Dia akan meminta 100 miliar.
Tidak boleh kurang satu sen pun!
Tony Haggins mengisap rokoknya dan mengangguk dengan tegas. Dia berkata, "Nak, minta saja berapa pun yang kamu inginkan! Kalau mereka berani menolak, aku akan hancurkan gerbang besi ini!"
Marin Duncan membusungkan dadanya dan berucap dengan wajah bangga, "Sudah kubilang, keputusanku itu yang terbaik. Kalau saat itu aku nggak ... "
"Sudah, sudah. Ada yang datang," sela Tony.
Marin segera menutup mulutnya.
Sesuai perintah sang majikan, seorang pembantu datang membuka gerbang besi. Dia berkata dengan raut sinis, "Pak Andy dan Nyonya Paula meminta kalian masuk, silakan ikuti saya!"
Ketiga orang itu segera memasuki vila dengan dipimpin pembantu.

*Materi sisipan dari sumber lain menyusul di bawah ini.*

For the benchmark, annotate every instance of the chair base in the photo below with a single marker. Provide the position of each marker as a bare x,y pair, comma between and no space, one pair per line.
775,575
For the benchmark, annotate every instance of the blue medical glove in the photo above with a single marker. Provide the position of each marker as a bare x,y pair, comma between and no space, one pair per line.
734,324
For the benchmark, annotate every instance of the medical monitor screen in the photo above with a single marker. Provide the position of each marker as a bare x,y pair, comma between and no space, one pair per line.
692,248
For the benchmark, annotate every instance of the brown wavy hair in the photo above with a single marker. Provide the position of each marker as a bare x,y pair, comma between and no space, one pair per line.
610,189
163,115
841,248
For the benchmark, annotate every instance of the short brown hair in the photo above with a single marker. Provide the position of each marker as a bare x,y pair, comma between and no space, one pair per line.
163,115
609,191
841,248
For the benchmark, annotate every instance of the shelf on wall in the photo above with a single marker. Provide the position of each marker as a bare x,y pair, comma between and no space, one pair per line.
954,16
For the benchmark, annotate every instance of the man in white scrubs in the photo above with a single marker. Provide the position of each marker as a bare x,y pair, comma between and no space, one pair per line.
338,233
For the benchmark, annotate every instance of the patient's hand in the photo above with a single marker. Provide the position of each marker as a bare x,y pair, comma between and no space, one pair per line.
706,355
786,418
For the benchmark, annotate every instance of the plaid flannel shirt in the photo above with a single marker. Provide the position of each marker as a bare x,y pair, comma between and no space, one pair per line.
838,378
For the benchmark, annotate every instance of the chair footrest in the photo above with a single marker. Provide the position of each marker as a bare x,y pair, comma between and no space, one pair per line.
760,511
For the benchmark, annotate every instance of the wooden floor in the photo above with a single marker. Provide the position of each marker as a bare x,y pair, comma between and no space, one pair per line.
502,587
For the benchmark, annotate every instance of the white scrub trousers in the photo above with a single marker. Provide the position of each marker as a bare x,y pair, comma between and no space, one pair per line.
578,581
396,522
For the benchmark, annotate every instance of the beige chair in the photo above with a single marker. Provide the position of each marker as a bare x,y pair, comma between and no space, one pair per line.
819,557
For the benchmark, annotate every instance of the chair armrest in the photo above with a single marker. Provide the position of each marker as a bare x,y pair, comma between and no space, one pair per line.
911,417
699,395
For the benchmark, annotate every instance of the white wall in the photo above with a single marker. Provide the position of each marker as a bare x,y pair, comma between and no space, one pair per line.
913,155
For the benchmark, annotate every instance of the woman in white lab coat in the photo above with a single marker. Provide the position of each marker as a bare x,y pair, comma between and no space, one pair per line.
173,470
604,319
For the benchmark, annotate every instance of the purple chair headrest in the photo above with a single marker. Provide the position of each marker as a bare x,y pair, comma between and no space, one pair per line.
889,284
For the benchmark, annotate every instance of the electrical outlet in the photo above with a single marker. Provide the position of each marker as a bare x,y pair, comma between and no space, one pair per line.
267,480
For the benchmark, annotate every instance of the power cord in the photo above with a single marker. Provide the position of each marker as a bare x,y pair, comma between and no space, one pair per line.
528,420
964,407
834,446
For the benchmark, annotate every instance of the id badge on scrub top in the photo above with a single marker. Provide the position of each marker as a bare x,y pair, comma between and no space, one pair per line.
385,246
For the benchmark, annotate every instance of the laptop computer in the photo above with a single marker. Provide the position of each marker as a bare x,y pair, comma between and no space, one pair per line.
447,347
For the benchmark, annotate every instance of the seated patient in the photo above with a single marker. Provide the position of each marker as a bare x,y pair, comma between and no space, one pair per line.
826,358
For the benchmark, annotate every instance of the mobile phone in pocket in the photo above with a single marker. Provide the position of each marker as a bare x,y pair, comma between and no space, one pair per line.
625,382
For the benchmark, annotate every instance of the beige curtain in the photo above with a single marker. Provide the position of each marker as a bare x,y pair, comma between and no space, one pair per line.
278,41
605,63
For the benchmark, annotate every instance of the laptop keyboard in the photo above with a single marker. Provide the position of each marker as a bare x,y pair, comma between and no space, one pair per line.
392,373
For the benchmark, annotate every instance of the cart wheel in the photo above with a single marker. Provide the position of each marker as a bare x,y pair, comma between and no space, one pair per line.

Mereka langsung disambut dekorasi mewah di dalam vila yang bagaikan istana. Lampu kristal berkilauan tergantung tinggi di atas kepala. Setiap objek dan desain tata letak di sana menunjukkan selera dan kekayaan tuan rumah.
Nama keluarga mereka memang mirip, tetapi identitas dan status kedua keluarga sangat jauh berbeda.
Meskipun takjub dengan kemewahan vila, Dennis tidak melupakan tujuan kedatangannya.
Dia mengedarkan pandangan ke sekeliling, lalu segera mengenali Paula dan Andy yang duduk di sofa. Dia menegakkan punggungnya dan berujar dengan lantang.
"Kalian Pak Andy dan Bu Paula, 'kan? Kami datang untuk menjemput adikku. Dia dibesarkan di rumah kalian selama delapan belas tahun dan kami juga telah merawat putri kalian selama delapan belas tahun. Karena identitas keduanya sekarang sudah jelas, mereka harus kembali ke tempatnya masing-masing."
Begitu mendengar ucapan kakak kandungnya, Mia yang bersembunyi di belakang Paula langsung menangis.
"Ibu, aku nggak kenal mereka, aku nggak mau ikut mereka. Ini rumahku, aku nggak mau pergi!"
Perhatian Tony dan Marin segera tertuju pada Mia yang tengah menangis.
Oh, jadi dia putri kandung mereka?
Gadis itu mengenakan gaun yang begitu indah. Terlihat jelas bahwa dia dibesarkan dengan penuh kasih sayang.
Pasangan suami istri itu saling memandang, lalu serempak menghampiri Mia sambil berseru, "Putriku, teganya kamu berkata seperti itu. Kami orang tua kandungmu, cepat ikut kami pulang!"